Combines loom large on the museum floor—but they loom even larger on the physical and historical landscape of America’s agricultural heartland. Standing high on the horizon, combines both symbolize and represent the reality of the mechanization of modern agriculture. The 1938 Massey-Harris Model 20 self-propelled combine, a designated landmark of American agricultural engineering, was the first commercially successful, self-propelled combine to make its way through an American harvest.
The harvest was, and still is, the defining event of a farm community. It was the most complicated, time-critical, labor-intensive activity of the farmer’s year, and everyone—men and women, young and old, rich and poor—participated. Through much of history, the success of the harvest could make or break a farming community.

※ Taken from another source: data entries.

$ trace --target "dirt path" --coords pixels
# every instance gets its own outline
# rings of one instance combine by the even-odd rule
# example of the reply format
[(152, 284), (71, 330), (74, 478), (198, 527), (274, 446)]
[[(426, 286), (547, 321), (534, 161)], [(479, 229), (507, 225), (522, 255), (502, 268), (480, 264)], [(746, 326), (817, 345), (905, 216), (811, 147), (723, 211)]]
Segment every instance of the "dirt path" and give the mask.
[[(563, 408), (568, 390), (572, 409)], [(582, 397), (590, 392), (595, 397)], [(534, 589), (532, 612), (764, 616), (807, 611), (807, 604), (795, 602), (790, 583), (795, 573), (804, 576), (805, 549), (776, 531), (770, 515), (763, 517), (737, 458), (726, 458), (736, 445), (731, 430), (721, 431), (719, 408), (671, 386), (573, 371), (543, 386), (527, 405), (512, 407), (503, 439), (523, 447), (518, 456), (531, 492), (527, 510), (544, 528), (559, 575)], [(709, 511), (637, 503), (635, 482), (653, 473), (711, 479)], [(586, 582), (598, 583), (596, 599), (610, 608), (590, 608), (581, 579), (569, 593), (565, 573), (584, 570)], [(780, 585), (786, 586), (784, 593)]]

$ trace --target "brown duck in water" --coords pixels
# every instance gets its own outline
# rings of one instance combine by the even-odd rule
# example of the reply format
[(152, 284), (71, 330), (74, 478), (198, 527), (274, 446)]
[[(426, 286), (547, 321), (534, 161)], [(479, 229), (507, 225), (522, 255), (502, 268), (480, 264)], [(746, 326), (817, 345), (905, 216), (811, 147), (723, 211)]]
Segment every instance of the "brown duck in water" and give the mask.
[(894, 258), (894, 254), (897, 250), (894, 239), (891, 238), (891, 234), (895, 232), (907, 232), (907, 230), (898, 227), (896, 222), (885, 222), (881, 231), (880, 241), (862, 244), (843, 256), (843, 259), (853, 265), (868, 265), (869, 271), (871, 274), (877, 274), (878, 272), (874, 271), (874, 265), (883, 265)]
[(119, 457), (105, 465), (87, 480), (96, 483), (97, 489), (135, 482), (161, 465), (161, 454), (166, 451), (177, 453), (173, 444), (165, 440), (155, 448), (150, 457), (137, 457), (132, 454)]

Throughout most of our nation’s history, the amount of acreage that could be successfully harvested before the crop was damaged by weather, insects, or rot determined how much land would be planted. Not surprisingly, over the last several hundred years, tremendous time and effort has been put toward improving the speed and efficiency of the harvest.
The grain harvest (crops like wheat, oats, and corn) has three major components that allow a living plant to be transformed into something that can feed us. The first is reaping (cutting the crop in the field and bringing it to the barn). The second is threshing (beating the grain so that the edible seed or kernel is removed from the plant). Finally, the seed has to be separated from the rest of the plant (the straw and chaff). Each of these tasks required much time and labor, as well as specialized tools and skills—reflecting a long lineage of technological development over many centuries. The self-propelled combine—which replaced all these implements and required far less labor—is, in many ways, the magic bullet of modern agriculture.
The Massey-Harris Model 20 combine, then, is the compilation of hundreds of years of experimentation and innovation. Its carefully designed components can successfully match the action of mechanical systems to the idiosyncrasies of the natural world—from cutting a stem of wheat cleanly or removing the hull of the seed, without damaging the kernel. In the time it takes the combine to pass by, it has converted a field of growing wheat into grain ready to be made into flour.
The overall impact of this new implement was profound. In the 25 years between 1930 and 1955, the amount of labor required to harvest 100 bushels of wheat dropped over 50%--from 15 to 20 hours, to 6 to 12. In addition, this improved harvesting efficiency contributed to a 20% increase in the yield per acre. In the decades after World War II, the combine helped feed the baby boom and provide workers for the booming industries.
Agricultural implements and machinery were among the earliest objects that Henry Ford gathered for his museum. Ford, who grew up on a Michigan farm, had a practiced eye for artifacts that were on the cutting edge of agricultural engineering. The Massey-Harris Model 20 combine came to The Henry Ford’s nationally-known agricultural collection in 1975, nearly three decades after Henry Ford’s death. If Ford could see the Massey-Harris on the Museum floor, he would be delighted—and he would well know what is going on behind all of that galvanized sheet metal.
The self-propelled combine not only transformed the complicated work of harvesting, it transformed the very nature of rural life and rural communities. Farmers made up 21% of the American work force in 1930, but now barely comprise 1.5%. Many of us have parents or grandparents who were farmers, but few of us even know a farmer today. For many people living on farms, this new technology created new opportunities. My own father grew up tossing hay bales on his family’s small farm in Vermont. Yet, as an adult, he moved to metropolitan Connecticut, and worked as an engineer creating components of the Apollo spacecraft that took man to the moon. This kind of transformation would be difficult to imagine in almost any other place and time—but it was quite commonplace in the United States during the years following World War II. Yet this massive out-migration left our once vibrant rural communities smaller and quieter. The grain harvest—once a community-wide event of long, hard workdays full of dust and sweat, and big, family-style threshing dinners—is now a solitary undertaking, done in the relative comfort of the cab of a combine, high above the crops.
Although few of us have direct experience with farming, we immediately recognize these giants as being critical to the bounty that we see in our grocery stores every day.